It hasn't been an easy stretch for technology and AI stocks, with triple-digit year-to-date gainers like Palantir Technologies Inc. (NASDAQ:PLTR) and CoreWeave Inc. (NASDAQ:CRWV) facing steep corrections—but in the shadow of this turmoil, another sector is quietly rising, delivering both resilience and returns that few on Wall Street saw coming.
While the Nasdaq 100 is on pace for its worst November since 2008, healthcare equities are showing remarkable strength.
The Healthcare Select Sector SPDR Fund (NYSE:XLV) is up nearly 6% month-to-date, its best monthly performance since January and the top-performing sector in the S&P 500 for November so far.
By contrast, the Technology Select Sector SPDR Fund (NYSE:XLK) has shed more than 5% this month, dragged lower by sharp declines in artificial intelligence-linked names as concerns mount over supply constraints and valuation excesses.
This divergence is now shaping up to be one of the largest monthly outperformance gaps between healthcare and tech since 2002, according to historical ETF return data.
Chart: Healthcare Stocks Battle For Best Month Versus Tech Since 2002
Follow The Flows: Biggest Healthcare Inflows Since Jan 2021
Investor flows are confirming the rotation. According to Bank of America's latest Flow Show report, compiled by the bank’s chief investment strategist Michael Hartnett, healthcare just recorded its largest weekly inflow since January 2021.
In a market environment defined by uncertainty, high valuations, and cooling rate-cut bets, investors are increasingly treating healthcare as a defensive haven, the place to be when things unravel elsewhere.
Valuations Matter: Tech Expensive, Healthcare Still Cheap
Part of the renewed appeal in healthcare is driven by valuation.
Despite this week's tech pullback, technology stocks still trade at rich multiples.

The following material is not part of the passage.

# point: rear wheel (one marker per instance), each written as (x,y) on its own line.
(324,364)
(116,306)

The S&P 500, tracked by the Vanguard S&P 500 ETF (NYSE:VOO), currently trades at a forward P/E ratio of 23x, but the XLK sits even higher at around 30x.

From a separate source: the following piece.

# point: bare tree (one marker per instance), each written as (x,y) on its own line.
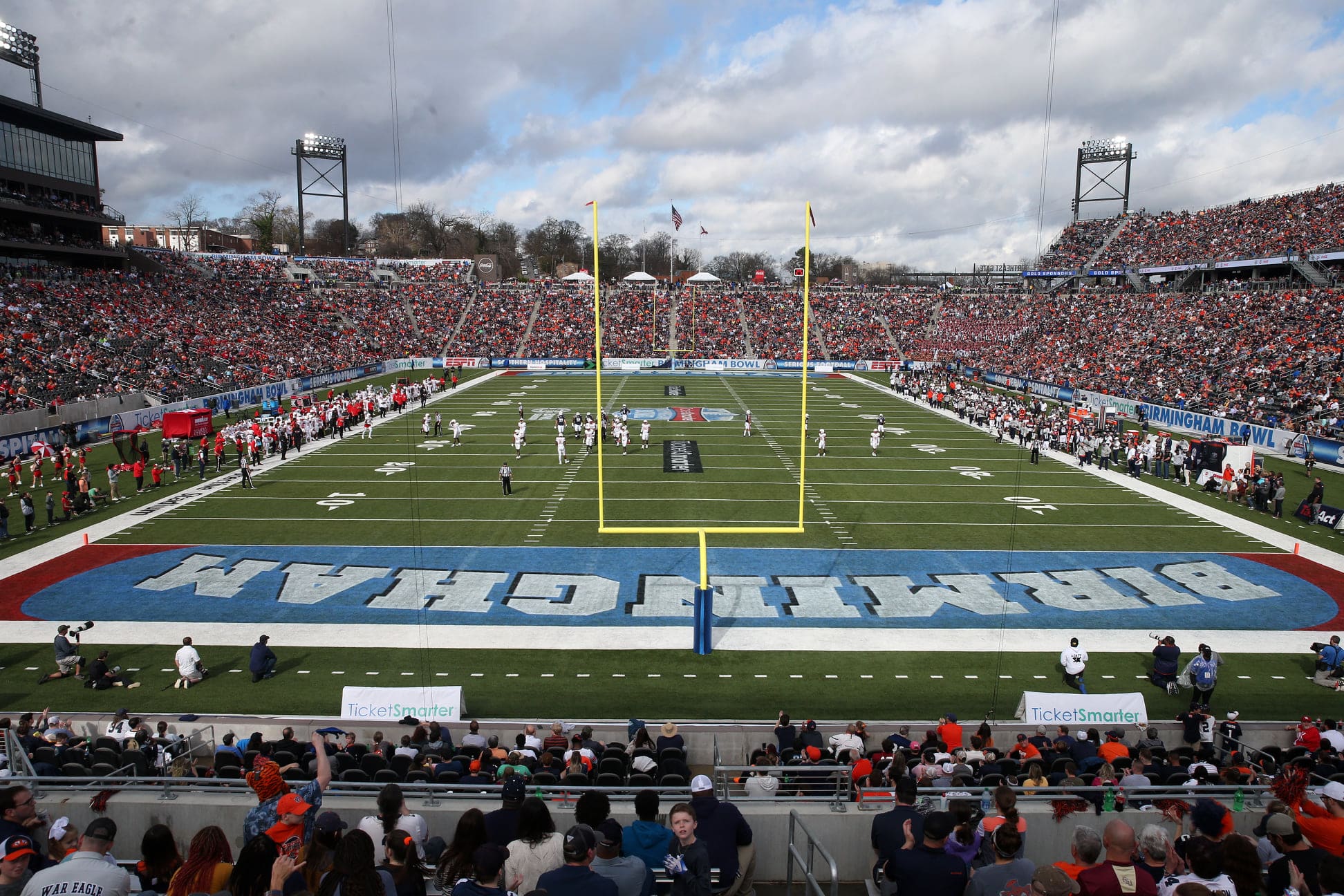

In contrast, the XLV trades at 20x forward earnings, making healthcare one of the cheapest sectors in the market, alongside financials, utilities and energy.
This valuation gap offers a compelling hedge. If rates do not fall as predicted or inflation makes a comeback, expensive growth stocks could remain under pressure, while sectors with strong cash flows, stable margins, and lower multiples—like healthcare—may see continued investor interest.